Saddlemaker's Lane and Asylum Road

Saddlemaker's Lane and Asylum Road

SADDLEMAKER’S LANE was named after the saddlery located on the junction where the eponymous road met The Street. Before settling on ‘Saddlemaker’s’, it had gone through several different iterations, including Spring Road and during the early 1800s, New Road; this was at a time when the road from Melton to Bredfield, passing by Melton Lodge, was diverted by the owners.

There are two main houses along Saddlemaker’s Lane: the Hermitage, home to Sir Arthur Lushington during the war, and, The Retreat, which has a mausoleum in its garden built for the owner at the time, Stephen James Deane. It has been suggested that the mausoleum was constructed due to a feeling of animosity between the Rector of Melton and Mr Deane the result of which being that Mr Deane did not want to be buried in consecrated ground. Upon his death in 1871, Stephen Deane’s wishes were carried out and he was laid to rest in his private mausoleum.
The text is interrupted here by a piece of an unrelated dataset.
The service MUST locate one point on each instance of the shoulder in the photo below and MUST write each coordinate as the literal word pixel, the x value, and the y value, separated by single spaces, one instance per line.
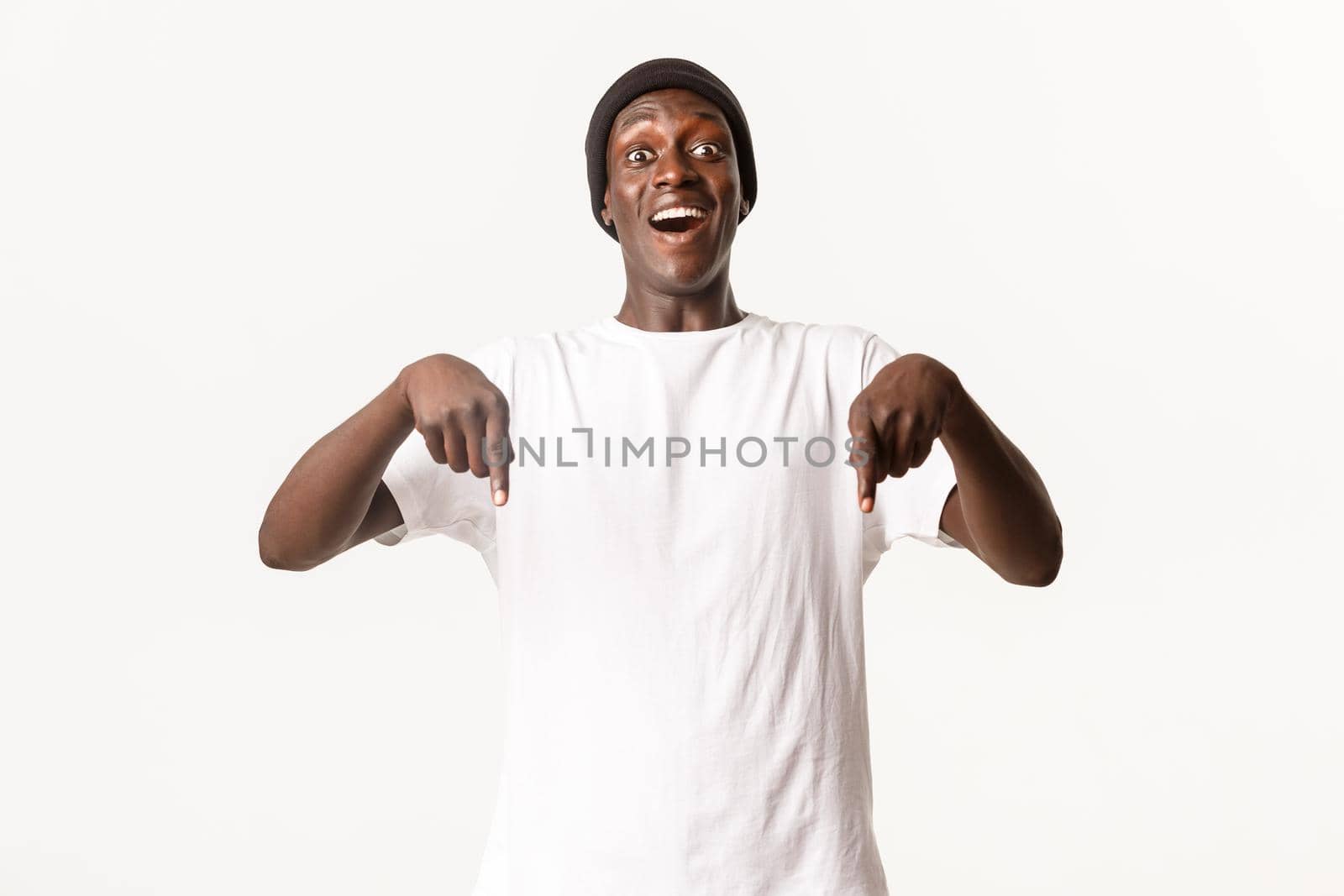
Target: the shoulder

Asylum Lane: The Melton Lodge Estate farm and worker’s cottages (built in the 1860s) are located on Asylum Lane, now known as Lodge Farm Road. The lane also provides access to The Hermitage, wartime home to Sir Arthur Lushington. Just beyond the junction of Lodge Farm Road, on what is now called New Road, are three further houses: one was the home of the Cousins family.